QED

Stop laughing, this is Tasmania

In the arcane world of Tasmanian politics nothing frustrates the devotees of intrigue and conspiracy more than the state’s magnificent Hare-Clark electoral system. For a short period of time those bag-men and apparatchiks of the Labor, Liberal and Green parties are forced to sit, twiddling their thumbs, while the “voice of the people” is considered. For two weeks, every four years, the political spin-doctors and their masters are forced to wait and listen to what the electorate has to say. 

To those on the mainland of Australia, and to many in Tasmania itself, the Hare-Clark voting system remains a complete mystery. For the various bodies-politic it remains a bloody nuisance, while for those candidates awaiting the final result, it can be the wait of a lifetime. But it is two weeks when possibly the fairest voting system in the world, works its way towards a considered result. 

Unlike the other Australian states, Tasmania has just 5 electoral boundaries, which define both the federal and state electoral districts. In the state electoral system, each of these five seats has five members of parliament. So in an electorate like Bass there can be say two Liberal, two Labor and a Green member of parliament. If you voted say Liberal or Green or Labor it is possible to take a problem or issue to a member-of-parliament belonging to the party for whom you voted. The five member seats, in the five districts, make up a lower house parliament of 25 members. 

The other main feature is the design of the ballot paper whereby the voter is encouraged to vote for candidates of their choice and liking rather than follow a particular political party. How-to-vote cards are banned near polling stations, and are of little use, as the ballot papers themselves have the candidates printed in random order. At a voting place the voter before and you will have the candidates on their ballot paper in a different order. No party or candidate ever gets top of the ticket on all of the ballot papers. 

All of this democratic ingenuity has of course failed, in as much as the man who found himself not preferred by 70% of the Tasmanian electorate has found himself being asked by the state governor, to form a minority Labor government. It’s all a bit like Edward Lear’s “The Owl and the Pussy Cat” going to sea in a pea-green boat. 

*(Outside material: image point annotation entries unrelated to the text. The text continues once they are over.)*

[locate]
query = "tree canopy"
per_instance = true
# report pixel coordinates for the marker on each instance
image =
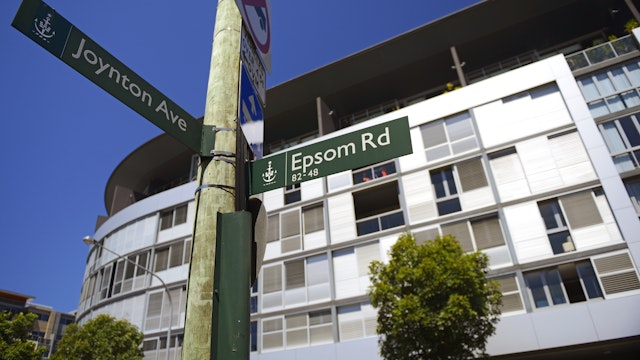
(433, 300)
(101, 338)
(14, 337)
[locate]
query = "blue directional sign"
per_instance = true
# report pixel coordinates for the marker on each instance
(250, 114)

The Hare-Clark voting system originated from a concept developed by an Englishman, Sir Thomas Hare, who was trying to minimise “wasted votes” and to ensure that voters considered individual candidates (because of their qualities) rather that candidates on what he called “party lists”. Hare called his system Single Transferable Votes (STV’s). He published his original ideas in a book, Machinery of Representation, in 1857, with the aim to “…end the evils of corruption, violent discontent and restricted power of selection or voter choice.” 

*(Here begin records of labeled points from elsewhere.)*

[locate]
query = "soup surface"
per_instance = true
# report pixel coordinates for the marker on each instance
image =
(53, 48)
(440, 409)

Forty years after Hare published his book, the Tasmanian Attorney General, Andrew Inglis Clark, convinced the Tasmanian parliament to adopt Hare’s concepts in 1909. 

Australia owes more to Andrew Inglis Clark than the Hare-Clark voting system. Indeed few would know that Clark, a self-educated son of poor Scottish immigrants, who fled Scotland for (then) Van Diemen’s Land, became a lawyer, judge, Member of Parliament and the primary architect of the Australian Constitution. In his first term in office Clark introduced 150 ministerial bills, one less than Sir Henry Parkes did during his whole career. During a visit to America, where Clark was smitten by the American Constitution, he met many leading intellectuals, including Oliver Wendell Holmes, whom he befriended and corresponded with for the rest of his life. 

Andrew Clark was convinced that the American Constitution had much to offer Australia and pushed his ideas at the Federal Council meetings of 1888, 1889, 1891 and 1894. He was a Tasmanian delegate and member of the team that drew up the final draft of the Australian Constitution. In all, eighty-six clauses of Andrew Clark’s draft constitution of ninety-six clauses, appear in the Constitution. The one clause he couldn’t get accepted was that “all men must be regarded as equal in the possession of the inalienable rights of life, liberty, and the pursuit of happiness”. 

One can only wonder what Andrew Inglis Clark might think upon what today’s politicians have done to build upon his legacy. The political shenanigans, the deceit and the back room deals that have now been done belong to the Balkans, not Tasmania. 

Next they will be up and running again, doing whatever they want to do. As one cynical friend of mine likes to restate, “voting just gives away your right to have a say for another four years”. How sad!